05/20/2026
By Danielle Fretwell
The Francis College of Engineering, Department of Biomedical Engineering, invites you to attend a Doctoral Dissertation Proposal defense by Aliya Newby titled: "An Investigation of Pediatric Impaired Speech: Characterizing Objective Speech Features and Data-Driven Speech Diagnostics."
Candidate Name: Aliya Newby
Degree: Doctoral
Defense Date: Friday, May 29, 2026
Time: 11 a.m. - noon
Location: Falmouth 302 Conference Room. Please email the advisor Lara_Thompson@uml.edu if you would like to attend on Zoom.
Committee:
- Advisor: Lara Thompson, Professor of Biomedical Engineering, UMass Lowell
- Walfre Franco, Associate Professor and Chair of Biomedical Engineering, UMass Lowell
- Kavitha Chandra, Professor of Electrical and Computer Engineering, UMass Lowell
Abstract:
In the United States, speech, voice, and language disorders affect approximately 1 in 14 children aged 3-17 years old. The diagnosis of speech and communication disorders in children is particularly important in that, if impairments are left undiagnosed, they could impact communication, academics, social interactions, and overall quality of life as the child develops. Currently, speech diagnostic approaches rely heavily on highly subjective clinical assessments; these assessments can show variability in accuracy or incorrect diagnosis, as well as delays in diagnoses. Hence, there is a need for objective, quantifiable diagnostic methods for children that can offer guidance while informing personalized and effective, speech training strategies.

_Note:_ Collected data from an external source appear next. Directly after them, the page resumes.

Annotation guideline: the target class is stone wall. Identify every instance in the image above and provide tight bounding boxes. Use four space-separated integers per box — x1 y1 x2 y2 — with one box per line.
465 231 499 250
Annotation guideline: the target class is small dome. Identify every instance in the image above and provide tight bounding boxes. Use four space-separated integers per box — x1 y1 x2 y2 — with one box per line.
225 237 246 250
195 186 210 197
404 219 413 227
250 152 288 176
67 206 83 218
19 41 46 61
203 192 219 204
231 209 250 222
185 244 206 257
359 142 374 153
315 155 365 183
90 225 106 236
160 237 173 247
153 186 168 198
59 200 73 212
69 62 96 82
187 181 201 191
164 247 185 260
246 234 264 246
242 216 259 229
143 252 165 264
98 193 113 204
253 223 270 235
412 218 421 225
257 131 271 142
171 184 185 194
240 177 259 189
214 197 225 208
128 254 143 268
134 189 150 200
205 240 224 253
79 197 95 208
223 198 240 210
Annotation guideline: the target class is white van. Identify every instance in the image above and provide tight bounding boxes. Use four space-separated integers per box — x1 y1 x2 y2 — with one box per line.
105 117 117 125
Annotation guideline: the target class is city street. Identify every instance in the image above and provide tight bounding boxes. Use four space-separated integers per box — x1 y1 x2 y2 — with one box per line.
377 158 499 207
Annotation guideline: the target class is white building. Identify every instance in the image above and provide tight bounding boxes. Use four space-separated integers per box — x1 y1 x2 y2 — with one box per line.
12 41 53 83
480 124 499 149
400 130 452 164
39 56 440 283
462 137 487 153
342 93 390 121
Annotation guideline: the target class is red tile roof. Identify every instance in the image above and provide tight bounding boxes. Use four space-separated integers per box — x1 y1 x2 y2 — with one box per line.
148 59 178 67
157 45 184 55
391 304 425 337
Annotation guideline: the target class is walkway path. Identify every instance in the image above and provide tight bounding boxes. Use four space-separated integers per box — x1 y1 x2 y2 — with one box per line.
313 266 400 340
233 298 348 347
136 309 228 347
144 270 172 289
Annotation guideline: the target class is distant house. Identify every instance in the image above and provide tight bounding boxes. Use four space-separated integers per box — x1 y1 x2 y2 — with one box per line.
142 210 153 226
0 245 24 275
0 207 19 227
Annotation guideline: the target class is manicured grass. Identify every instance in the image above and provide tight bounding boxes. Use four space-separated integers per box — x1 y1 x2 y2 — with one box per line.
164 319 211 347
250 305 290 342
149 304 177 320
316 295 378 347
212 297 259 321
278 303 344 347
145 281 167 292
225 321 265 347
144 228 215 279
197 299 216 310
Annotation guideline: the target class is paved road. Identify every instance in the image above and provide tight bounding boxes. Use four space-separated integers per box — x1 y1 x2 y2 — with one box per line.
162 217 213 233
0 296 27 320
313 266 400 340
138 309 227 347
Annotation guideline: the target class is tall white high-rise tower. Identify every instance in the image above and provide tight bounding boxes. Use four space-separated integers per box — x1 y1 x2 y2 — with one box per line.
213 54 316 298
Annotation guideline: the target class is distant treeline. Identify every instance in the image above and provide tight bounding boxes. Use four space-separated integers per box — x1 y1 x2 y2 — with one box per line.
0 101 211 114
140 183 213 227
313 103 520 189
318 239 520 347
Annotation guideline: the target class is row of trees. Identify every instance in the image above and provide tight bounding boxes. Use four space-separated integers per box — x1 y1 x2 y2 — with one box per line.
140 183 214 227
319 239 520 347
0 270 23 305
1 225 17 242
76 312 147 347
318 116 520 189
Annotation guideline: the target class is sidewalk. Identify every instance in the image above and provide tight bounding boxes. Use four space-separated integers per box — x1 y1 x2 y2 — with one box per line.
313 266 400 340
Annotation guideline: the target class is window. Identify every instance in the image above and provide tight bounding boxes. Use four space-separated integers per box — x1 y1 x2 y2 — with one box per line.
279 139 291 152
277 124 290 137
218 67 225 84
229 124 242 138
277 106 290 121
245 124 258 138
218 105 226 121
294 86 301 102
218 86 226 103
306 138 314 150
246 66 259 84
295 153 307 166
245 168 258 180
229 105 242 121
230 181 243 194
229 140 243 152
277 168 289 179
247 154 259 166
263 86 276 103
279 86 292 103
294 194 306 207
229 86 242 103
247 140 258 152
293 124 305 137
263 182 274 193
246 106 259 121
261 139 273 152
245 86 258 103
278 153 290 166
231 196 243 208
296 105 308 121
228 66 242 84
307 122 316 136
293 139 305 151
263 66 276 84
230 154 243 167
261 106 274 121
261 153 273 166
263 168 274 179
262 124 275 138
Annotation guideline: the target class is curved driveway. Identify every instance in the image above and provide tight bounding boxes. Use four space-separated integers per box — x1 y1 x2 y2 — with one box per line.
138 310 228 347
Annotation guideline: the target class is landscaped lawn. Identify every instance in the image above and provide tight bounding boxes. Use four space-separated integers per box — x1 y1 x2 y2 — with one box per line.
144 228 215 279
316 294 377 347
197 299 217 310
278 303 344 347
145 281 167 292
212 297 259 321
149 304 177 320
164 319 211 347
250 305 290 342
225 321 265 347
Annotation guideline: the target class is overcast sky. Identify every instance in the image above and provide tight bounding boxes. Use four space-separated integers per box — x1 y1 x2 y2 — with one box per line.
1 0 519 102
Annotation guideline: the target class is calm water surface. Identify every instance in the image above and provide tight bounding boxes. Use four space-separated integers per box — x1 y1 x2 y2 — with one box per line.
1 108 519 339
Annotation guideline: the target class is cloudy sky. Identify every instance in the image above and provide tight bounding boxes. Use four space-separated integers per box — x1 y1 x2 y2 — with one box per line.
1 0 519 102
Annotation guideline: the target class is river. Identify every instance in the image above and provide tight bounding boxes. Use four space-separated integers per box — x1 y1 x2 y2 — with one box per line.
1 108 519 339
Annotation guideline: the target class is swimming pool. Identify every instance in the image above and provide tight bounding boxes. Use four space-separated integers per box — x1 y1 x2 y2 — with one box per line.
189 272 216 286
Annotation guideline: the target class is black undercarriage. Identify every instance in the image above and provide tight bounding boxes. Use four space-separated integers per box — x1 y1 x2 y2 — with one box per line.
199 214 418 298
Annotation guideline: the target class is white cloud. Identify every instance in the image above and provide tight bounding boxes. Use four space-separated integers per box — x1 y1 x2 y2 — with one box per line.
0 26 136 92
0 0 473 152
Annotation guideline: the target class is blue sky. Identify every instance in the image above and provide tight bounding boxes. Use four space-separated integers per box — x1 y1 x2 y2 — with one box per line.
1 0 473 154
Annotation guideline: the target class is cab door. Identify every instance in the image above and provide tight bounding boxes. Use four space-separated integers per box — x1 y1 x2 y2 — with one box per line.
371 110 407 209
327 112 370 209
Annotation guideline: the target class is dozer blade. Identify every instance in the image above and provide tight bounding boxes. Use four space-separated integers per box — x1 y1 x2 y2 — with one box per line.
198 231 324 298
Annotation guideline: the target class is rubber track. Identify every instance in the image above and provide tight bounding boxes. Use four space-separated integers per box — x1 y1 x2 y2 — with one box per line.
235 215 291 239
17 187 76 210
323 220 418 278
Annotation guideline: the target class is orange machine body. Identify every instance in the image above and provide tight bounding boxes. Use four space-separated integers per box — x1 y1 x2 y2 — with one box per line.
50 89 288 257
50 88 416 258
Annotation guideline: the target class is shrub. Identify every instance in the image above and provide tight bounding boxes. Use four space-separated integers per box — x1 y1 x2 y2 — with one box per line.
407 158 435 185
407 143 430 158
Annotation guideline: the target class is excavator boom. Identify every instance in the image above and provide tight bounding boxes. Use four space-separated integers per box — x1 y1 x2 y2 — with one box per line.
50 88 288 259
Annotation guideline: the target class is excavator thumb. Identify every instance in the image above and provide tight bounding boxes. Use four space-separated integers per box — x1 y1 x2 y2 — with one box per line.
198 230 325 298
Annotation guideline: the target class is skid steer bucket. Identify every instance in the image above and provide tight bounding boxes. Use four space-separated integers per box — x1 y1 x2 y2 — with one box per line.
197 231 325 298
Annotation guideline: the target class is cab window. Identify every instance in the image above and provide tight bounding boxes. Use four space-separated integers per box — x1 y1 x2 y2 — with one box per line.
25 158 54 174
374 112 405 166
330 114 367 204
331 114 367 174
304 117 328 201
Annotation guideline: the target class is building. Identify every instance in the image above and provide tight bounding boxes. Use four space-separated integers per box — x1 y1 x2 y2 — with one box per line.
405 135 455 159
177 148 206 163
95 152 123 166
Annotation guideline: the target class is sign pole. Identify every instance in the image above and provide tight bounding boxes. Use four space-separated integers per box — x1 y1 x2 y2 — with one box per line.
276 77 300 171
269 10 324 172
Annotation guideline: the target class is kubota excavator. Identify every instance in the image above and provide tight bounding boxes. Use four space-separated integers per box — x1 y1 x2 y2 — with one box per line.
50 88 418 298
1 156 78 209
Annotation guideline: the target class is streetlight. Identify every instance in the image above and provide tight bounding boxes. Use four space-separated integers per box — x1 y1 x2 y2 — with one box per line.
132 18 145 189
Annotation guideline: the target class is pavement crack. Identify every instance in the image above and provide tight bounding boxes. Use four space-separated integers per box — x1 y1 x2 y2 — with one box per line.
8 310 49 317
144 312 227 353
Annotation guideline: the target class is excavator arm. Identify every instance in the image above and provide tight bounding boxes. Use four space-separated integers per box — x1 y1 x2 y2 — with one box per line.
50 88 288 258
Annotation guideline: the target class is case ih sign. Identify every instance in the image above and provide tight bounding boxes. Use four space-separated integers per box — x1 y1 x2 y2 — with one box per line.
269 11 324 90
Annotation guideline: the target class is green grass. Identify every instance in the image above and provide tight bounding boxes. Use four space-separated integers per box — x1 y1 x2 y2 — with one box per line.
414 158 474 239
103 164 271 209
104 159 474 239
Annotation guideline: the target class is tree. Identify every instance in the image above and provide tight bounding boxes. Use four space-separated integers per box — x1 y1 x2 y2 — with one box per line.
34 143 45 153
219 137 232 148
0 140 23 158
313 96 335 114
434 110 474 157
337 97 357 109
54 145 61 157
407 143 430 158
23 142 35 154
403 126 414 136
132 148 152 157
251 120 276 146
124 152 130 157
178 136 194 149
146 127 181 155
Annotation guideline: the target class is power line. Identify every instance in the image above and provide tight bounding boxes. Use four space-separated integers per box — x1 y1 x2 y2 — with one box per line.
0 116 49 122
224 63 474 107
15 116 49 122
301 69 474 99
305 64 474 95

Our overarching goals are to identify characteristic markers of voice in children with impaired speech by investigating extracted acoustic features and to distinguish between different speech disorders using trained machine learning (ML) models. We will achieve our research goals by characterizing the key features of select pediatric speech disorders (Aim 1), distinguishing the key features of each using ML models (Aim 2), and exploring methodologies used for speech screening and training in children (Aim 3). To support these aims, recorded audio samples from open-source pediatric speech datasets which include phoneme articulation, word repetition tasks and spontaneous speech will be processed to extract a comprehensive set of time-domain, frequency-domain and nonlinear acoustic features. These features will support the characterization of speech patterns in pediatric patients. The extracted features will subsequently be used in conjunction with classification models including Support Vector Machines (SVM), Random Forest (RF), Convolution Neural Network (CNN), Recurrent Neural Network (RNN), and Long Short-Term Memory (LSTM). Expected outcomes are: 1) characterization of objective, quantitative acoustic markers which can be used toward voice as a biomarker in children with speech impairments, including categorizing features that are most prominent in various speech impairments, as well as 2) diagnostics in pediatric voice via ML models which identify and distinguish impaired speech. This holds potential for diagnostic applications and the capacity to inform effective methodologies for improving speech articulation in children. Overall, this project aims to provide data-driven metrics to enhance diagnostic approaches toward disorders involving pediatric speech.